Pulitzer Prize-Winning Author John Updike Dies At 76
Author John Updike, the relentless chronicler of postwar America, has died. He was 76. Updike is best known for his four Rabbit novels. Updike also contributed stories, essays, poems and book reviews to The New Yorker. David Remnick, the magazine's editor, talks to Renee Montagne about how Updike will be remembered.
RENEE MONTAGNE, Host:
Author John Updike, the relentless chronicler of postwar America, has died. In his vast body of work, Updike probed the ordinary dramas that unfold in suburban and small-town America. He described his creative process in a 1984 interview with Book Beat Radio's Don Swaim.
(SOUNDBITE OF 1984 INTERVIEW)
JOHN UPDIKE: The moment of excitement really comes before you actually sit down at all at the desk. It's when you get the idea and you feel it inside you as something wanting to be born, wanting to be said. And then you see the book more or less whole. Then you are inspired, if ever, and feel excited about it. And the rest is work of a kind.
MONTAGNE: And in John Updike's case, the rest was a lot. In addition to his many novels, he wrote more than 800 stories, essays, poems and book reviews for the New Yorker magazine. Joining us now is David Remnick, the editor of the New Yorker. Good morning.
DAVID REMNICK: Good morning.
MONTAGNE: John Updike once said, "I like middles. It is in middles that extremes clash, where ambiguity restlessly rules." Lovely sentiment. How did that play out in his work?
REMNICK: Well, in many ways. But I think one of the things that he was, was determinedly the chronicler of the middle of American life. He was not a writer about kings and queens, nor was he someone who, like Claude Brown or writers we have who've experienced the worst of urban life, that chronicler. He was someone whose great hero in the Rabbit novels was someone who sold used Toyotas.
MONTAGNE: And that was Harry "Rabbit" Angstrom.
REMNICK: That's right. Which is not, if you think about it, what you'd expect the hero of "Remembrance of Things Past" or "War and Peace" to be. But he was very much of the middle, as you...
MONTAGNE: This car salesman, at the center - you know, but also a high school sports hero - what did he get from him that spoke to that world, that suburban, small-town world?

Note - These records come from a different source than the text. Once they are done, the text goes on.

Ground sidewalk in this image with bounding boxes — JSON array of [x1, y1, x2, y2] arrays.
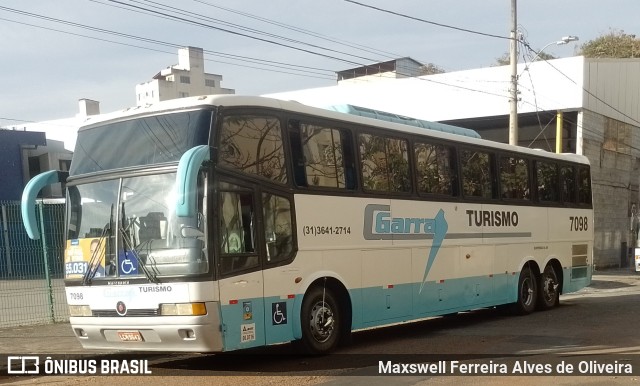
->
[[0, 268, 640, 356]]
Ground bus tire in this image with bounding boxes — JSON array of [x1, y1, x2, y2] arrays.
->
[[300, 286, 343, 355], [512, 265, 538, 315], [538, 265, 560, 310]]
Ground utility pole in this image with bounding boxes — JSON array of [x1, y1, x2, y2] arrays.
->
[[509, 0, 518, 145]]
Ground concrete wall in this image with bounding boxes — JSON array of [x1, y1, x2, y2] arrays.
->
[[578, 110, 640, 267]]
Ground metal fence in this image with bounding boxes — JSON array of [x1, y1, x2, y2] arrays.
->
[[0, 201, 69, 327]]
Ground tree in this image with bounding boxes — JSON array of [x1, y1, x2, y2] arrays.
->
[[580, 30, 640, 58], [420, 63, 445, 76]]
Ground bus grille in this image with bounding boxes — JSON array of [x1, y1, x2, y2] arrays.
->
[[91, 308, 159, 318]]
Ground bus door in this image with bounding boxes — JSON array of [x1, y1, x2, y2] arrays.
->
[[216, 182, 265, 351]]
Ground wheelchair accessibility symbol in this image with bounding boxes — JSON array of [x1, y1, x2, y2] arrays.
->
[[118, 252, 138, 276], [271, 302, 287, 326]]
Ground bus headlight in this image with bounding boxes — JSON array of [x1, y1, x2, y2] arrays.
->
[[160, 303, 207, 316], [69, 305, 93, 316]]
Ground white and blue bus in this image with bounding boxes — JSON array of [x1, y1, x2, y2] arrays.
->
[[22, 96, 593, 353]]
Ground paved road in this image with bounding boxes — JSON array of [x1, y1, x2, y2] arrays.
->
[[0, 271, 640, 386]]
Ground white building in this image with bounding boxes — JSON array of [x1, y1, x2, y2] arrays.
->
[[269, 57, 640, 267], [136, 47, 235, 106]]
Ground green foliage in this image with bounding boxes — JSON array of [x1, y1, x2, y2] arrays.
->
[[580, 30, 640, 58], [420, 63, 445, 75]]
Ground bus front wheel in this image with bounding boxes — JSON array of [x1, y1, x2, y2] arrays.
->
[[538, 265, 560, 310], [300, 287, 342, 355], [513, 265, 538, 315]]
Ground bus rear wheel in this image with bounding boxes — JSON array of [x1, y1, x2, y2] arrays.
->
[[300, 287, 342, 355], [513, 265, 538, 315], [538, 265, 560, 310]]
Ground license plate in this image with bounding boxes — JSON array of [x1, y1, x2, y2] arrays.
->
[[118, 331, 144, 342]]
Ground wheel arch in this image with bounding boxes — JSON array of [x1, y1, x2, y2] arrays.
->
[[542, 256, 564, 294], [292, 272, 353, 339]]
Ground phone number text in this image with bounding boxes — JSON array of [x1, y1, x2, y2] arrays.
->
[[302, 225, 351, 236]]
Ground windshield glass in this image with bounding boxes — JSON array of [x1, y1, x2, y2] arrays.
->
[[65, 173, 209, 282], [69, 110, 212, 176]]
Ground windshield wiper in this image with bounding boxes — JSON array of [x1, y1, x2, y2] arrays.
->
[[118, 202, 160, 284], [82, 204, 113, 285], [120, 228, 160, 284]]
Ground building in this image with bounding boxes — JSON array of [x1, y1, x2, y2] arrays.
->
[[269, 57, 640, 267], [337, 58, 423, 82], [136, 47, 235, 106], [0, 99, 100, 201]]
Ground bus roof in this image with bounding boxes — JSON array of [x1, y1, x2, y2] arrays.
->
[[80, 94, 589, 164], [327, 105, 480, 138]]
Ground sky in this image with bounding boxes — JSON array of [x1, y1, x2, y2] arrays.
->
[[0, 0, 640, 127]]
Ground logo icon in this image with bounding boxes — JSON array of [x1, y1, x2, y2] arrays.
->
[[116, 301, 127, 316], [7, 356, 40, 374], [271, 302, 287, 326]]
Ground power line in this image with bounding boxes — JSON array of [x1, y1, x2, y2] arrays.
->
[[344, 0, 511, 40], [193, 0, 404, 59], [522, 42, 640, 125], [0, 6, 335, 80], [107, 0, 371, 66]]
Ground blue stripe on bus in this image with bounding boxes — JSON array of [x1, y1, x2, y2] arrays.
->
[[221, 268, 590, 351]]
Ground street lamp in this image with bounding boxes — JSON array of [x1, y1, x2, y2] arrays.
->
[[525, 35, 579, 66], [509, 35, 578, 146]]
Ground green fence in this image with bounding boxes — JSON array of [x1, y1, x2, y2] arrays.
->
[[0, 201, 69, 327]]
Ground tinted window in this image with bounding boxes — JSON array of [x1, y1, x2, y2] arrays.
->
[[560, 166, 576, 203], [414, 143, 455, 195], [301, 124, 345, 188], [500, 157, 530, 200], [219, 115, 287, 183], [69, 110, 212, 175], [578, 168, 591, 205], [359, 134, 411, 192], [460, 150, 493, 198], [262, 193, 293, 263], [536, 162, 559, 201]]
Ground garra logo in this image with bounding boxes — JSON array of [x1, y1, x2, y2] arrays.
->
[[362, 204, 449, 292]]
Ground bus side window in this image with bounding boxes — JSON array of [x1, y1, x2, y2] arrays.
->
[[220, 188, 259, 273], [500, 157, 530, 200], [578, 168, 591, 205], [460, 150, 493, 198], [262, 193, 293, 263], [560, 166, 576, 204], [536, 161, 559, 202]]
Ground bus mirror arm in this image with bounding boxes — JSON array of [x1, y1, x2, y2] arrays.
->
[[20, 170, 69, 240], [176, 145, 211, 217]]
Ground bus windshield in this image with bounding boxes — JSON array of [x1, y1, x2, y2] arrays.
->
[[65, 109, 213, 284], [69, 110, 212, 176]]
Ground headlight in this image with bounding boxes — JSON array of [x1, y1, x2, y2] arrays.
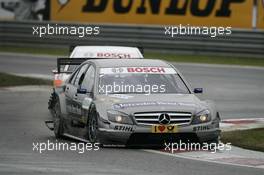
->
[[107, 111, 133, 125], [192, 110, 211, 124]]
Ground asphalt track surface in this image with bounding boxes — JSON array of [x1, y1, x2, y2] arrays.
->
[[0, 52, 264, 175]]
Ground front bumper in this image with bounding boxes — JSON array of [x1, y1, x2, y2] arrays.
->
[[98, 117, 220, 145]]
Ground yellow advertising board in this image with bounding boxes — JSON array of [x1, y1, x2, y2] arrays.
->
[[51, 0, 263, 28], [257, 0, 264, 29]]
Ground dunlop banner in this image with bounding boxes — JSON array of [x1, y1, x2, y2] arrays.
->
[[51, 0, 263, 28]]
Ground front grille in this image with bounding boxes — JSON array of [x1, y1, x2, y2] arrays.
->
[[134, 112, 192, 125]]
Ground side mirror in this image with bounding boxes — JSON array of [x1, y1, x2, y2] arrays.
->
[[193, 88, 203, 94], [77, 88, 87, 94], [52, 69, 58, 74], [82, 97, 93, 110]]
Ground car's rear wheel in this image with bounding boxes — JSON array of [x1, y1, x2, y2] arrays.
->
[[53, 98, 63, 138], [88, 109, 98, 143]]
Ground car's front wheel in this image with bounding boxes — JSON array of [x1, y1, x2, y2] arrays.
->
[[53, 98, 63, 138]]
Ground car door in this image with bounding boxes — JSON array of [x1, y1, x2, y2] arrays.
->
[[73, 65, 95, 136], [65, 64, 89, 134]]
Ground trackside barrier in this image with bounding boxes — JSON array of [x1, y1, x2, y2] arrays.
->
[[0, 21, 264, 58]]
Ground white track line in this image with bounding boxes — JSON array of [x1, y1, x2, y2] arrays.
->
[[143, 149, 264, 169]]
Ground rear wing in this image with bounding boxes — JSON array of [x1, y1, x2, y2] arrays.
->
[[56, 58, 88, 74], [69, 44, 144, 56]]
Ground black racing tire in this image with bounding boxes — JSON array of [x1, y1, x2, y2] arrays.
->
[[87, 108, 98, 143], [53, 98, 64, 139]]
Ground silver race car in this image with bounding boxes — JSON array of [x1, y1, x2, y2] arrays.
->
[[47, 59, 220, 145]]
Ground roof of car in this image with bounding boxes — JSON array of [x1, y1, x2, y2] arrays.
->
[[89, 59, 171, 68]]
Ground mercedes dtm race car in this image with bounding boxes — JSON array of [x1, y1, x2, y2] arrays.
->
[[48, 46, 144, 111], [47, 59, 220, 145]]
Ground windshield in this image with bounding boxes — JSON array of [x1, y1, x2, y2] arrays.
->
[[98, 68, 190, 95]]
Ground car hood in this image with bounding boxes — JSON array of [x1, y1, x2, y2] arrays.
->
[[96, 94, 206, 114]]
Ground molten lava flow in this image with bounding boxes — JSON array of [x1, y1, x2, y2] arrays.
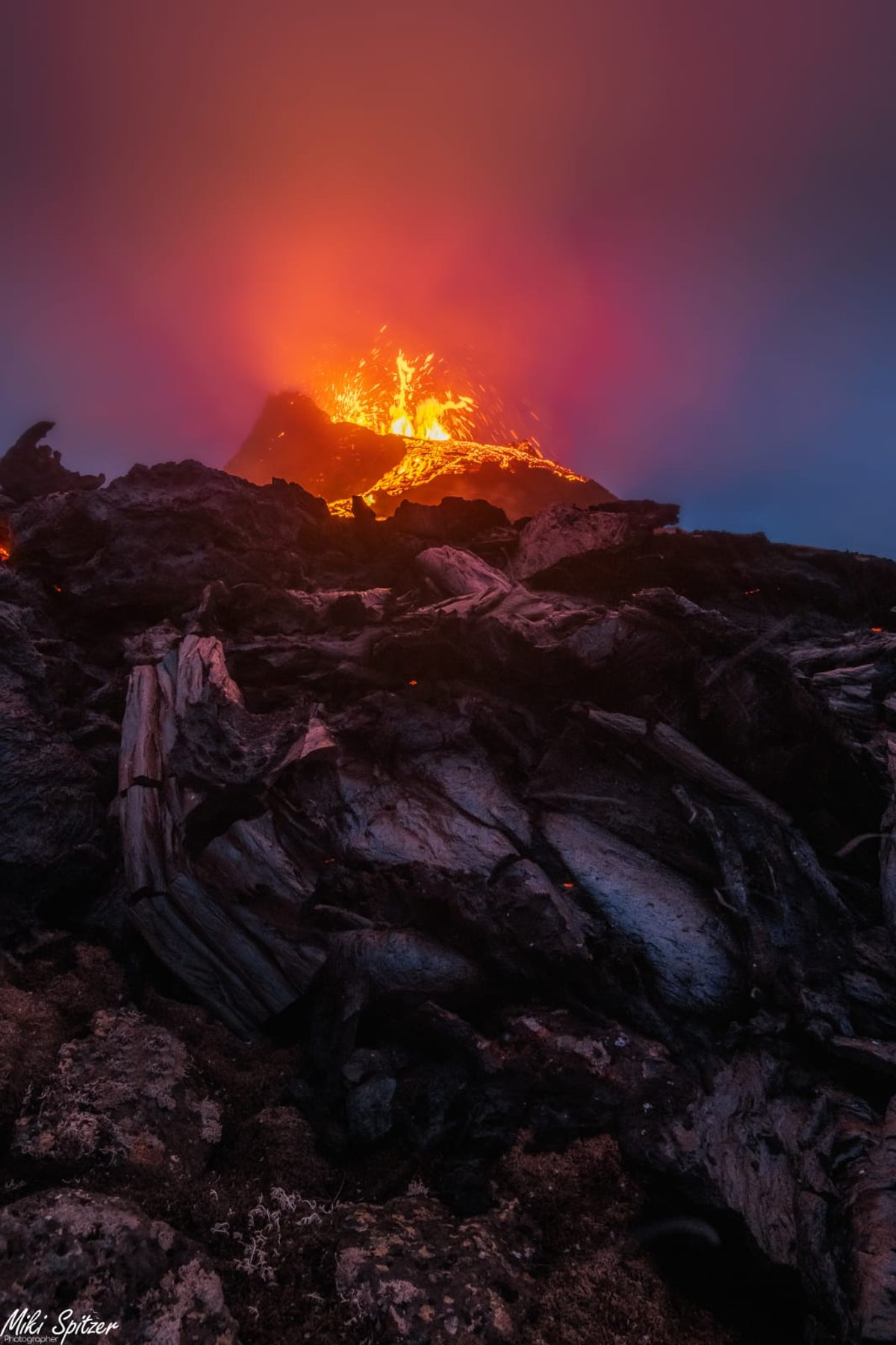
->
[[316, 348, 476, 443]]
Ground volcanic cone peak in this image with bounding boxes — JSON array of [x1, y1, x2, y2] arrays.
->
[[226, 393, 615, 518]]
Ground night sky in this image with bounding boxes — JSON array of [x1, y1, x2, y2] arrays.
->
[[0, 0, 896, 556]]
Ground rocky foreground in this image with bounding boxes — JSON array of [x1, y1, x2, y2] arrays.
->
[[0, 444, 896, 1345]]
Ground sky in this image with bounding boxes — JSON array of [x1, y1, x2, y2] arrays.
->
[[0, 0, 896, 556]]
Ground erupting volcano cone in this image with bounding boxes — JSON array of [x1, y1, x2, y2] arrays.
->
[[226, 393, 615, 518]]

REMNICK: Well, Julian Barnes is a wonderful novelist himself and an admirer of John's. Described coming to America for a book tour, you know, lots of time on his hands, lots of time on planes and trains. And in London, he bought the first Rabbit novel, and as he criss-crossed the country, he read all of them. And he realized that he just saw so much of American life, whether it's just the small sadnesses of, as you say, the high school athlete who suddenly realizes that his glories are all behind him, or the transactions between husband and wife and wife and husband, and parent and child. Infidelities...
MONTAGNE: And betrayals, yeah.
REMNICK: Everything, everything of American life is in that quartet of novels. And I should say, as an editor of the New Yorker, and somebody who grew up as a kid reading him, a really young kid reading him, at first, to be the manager of this - to be privileged to be the manager of this thing is suddenly like having Babe Ruth and Lou Gehrig and Joe DiMaggio leave - although he was a great Red Sox fan.
MONTAGNE: although for you too, you knew him. What does it mean - what is your thought, just in the few seconds we have?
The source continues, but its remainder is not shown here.